For agriculture, the figures were both good news and bad news. Revenues from farm exports were the highest in nearly two years. Unfortunately, revenues from agricultural imports were at an all-time high, says Thomas Warden, agricultural economist with the USDA.

Economists predict that a mixed bag of good and bad news lies ahead for US farmers.

One bright spot is that the US dollar appears to be weakening. The general consensus is that the dollar is overvalued by 25 percent, says Dr. Luther Tweeten, an agricultural economist at Oklahoma State University. If it returns to normal levels, he predicts farm exports would jump 10 percent.

That increase is long-term, points out Terry Francl, an agricultural economist with Continental Bank, and common wisdom says the initial impact won't be felt for six months to a year. In the short term, the deficit could even increase as imports into the US eat up more dollars and other nations turn only slowly to the bounty of American farmers.

Another bright spot is the import potential of the booming Pacific Rim. At conferences for specific commodities during the Farm Bureau meeting, speakers spoke glowingly about such countries as South Korea, Taiwan, and Malaysia, whose growing populations and economies would be demanding more and better food.

And, adds Mr. Warden of the USDA, these countries have such a large trade surplus with the US that they are eager to buy food and stave off trade frictions that have arisen in US ties with the European Community (EC) and Japan.

Japan probably will allow in more US beef, citrus, and noncitrus products, says Don Nelson, assistant US trade representative for agricultural policy. But the additional amounts the Japanese are talking about in beef, for example, amount to less than one hamburger per Japanese per year, he says. In the EC, he doubts much can be done in the near term.

Currently, a storm is brewing between the US and the EC over corn gluten feed. The feed - a byproduct of processed corn used primarily to feed dairy herds - is a drop in the bucket of US-EC trade. Nevertheless, the Europeans want to restrict imports of corn gluten feed to 3 million metric tons. Some 3.7 million tons - 90 percent of all US production - was shipped to Europe in 1983.

Not surprisingly, the National Corn Growers Association opposes such quotas, which it argues would lead the EC to try to restrict soybeans and other important farm imports from the US.

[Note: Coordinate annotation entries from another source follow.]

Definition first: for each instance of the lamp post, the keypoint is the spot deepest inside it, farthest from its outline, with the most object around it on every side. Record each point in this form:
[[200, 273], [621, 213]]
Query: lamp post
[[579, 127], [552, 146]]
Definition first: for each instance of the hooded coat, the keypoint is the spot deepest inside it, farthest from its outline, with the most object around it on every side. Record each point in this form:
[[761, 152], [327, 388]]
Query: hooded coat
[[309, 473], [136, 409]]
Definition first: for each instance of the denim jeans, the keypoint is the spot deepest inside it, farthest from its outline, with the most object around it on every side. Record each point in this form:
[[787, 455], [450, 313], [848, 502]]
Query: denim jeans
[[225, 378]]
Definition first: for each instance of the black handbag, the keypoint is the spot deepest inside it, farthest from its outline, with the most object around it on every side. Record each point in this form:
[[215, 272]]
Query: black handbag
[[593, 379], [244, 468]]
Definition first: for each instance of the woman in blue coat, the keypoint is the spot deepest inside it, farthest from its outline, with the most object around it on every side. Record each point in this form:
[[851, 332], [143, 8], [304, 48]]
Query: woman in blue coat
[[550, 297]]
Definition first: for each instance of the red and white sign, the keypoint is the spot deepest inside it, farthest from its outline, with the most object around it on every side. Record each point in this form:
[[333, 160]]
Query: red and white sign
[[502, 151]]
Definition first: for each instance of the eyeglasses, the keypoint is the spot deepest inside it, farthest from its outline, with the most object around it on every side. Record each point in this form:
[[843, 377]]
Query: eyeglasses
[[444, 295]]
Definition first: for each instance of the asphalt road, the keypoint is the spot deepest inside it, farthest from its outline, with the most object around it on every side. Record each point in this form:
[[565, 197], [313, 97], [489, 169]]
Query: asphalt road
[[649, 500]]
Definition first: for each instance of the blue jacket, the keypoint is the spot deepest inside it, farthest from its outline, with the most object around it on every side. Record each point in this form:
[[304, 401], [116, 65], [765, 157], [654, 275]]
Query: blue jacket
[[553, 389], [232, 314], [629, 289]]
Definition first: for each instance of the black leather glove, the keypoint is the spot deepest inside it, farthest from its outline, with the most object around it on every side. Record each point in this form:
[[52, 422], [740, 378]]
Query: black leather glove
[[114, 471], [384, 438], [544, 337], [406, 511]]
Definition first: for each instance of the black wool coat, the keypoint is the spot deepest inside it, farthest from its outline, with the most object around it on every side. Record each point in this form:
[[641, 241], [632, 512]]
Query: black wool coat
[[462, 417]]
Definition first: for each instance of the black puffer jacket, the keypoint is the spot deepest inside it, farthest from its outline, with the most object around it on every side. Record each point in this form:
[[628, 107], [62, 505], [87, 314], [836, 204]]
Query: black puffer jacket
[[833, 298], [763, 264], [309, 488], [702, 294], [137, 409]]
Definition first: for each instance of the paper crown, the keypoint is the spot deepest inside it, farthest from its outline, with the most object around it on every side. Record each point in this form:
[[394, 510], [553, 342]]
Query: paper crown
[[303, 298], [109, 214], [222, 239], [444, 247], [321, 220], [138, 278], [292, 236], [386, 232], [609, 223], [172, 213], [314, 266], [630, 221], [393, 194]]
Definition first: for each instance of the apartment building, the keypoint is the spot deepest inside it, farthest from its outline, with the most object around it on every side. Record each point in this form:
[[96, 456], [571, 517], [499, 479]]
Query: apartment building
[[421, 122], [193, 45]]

Agriculture Secretary John Block has backed that stand. ''We're not going to just cave in on this one,'' he said in a recent interview with the Monitor. ''We're going to counter them if they press this issue on us.''

Relations between the two have already been strained by last year's subsidized sale of US wheat flour to Egypt. The sale caused a furor in the EC - even though it is a practice the Europeans have followed for years, American observers say. The EC, meanwhile, has not been pleased with US quotas on imported European steel.

''I don't anticipate a trade war, frankly,'' Mr. Block says. ''But I do anticipate the continuation of a few little skirmishes. . . . We'll keep up the blended credit sales.''

What may emerge, observers say, is that the agriculture industry will become more concerned with how domestic farm policy is coordinated with overall trade policy. With congressional debate on the '85 omnibus farm bill looming next year , that shift in thinking could provide an impetus for innovative ways of dealing with Uncle Sam's overloaded dinner table.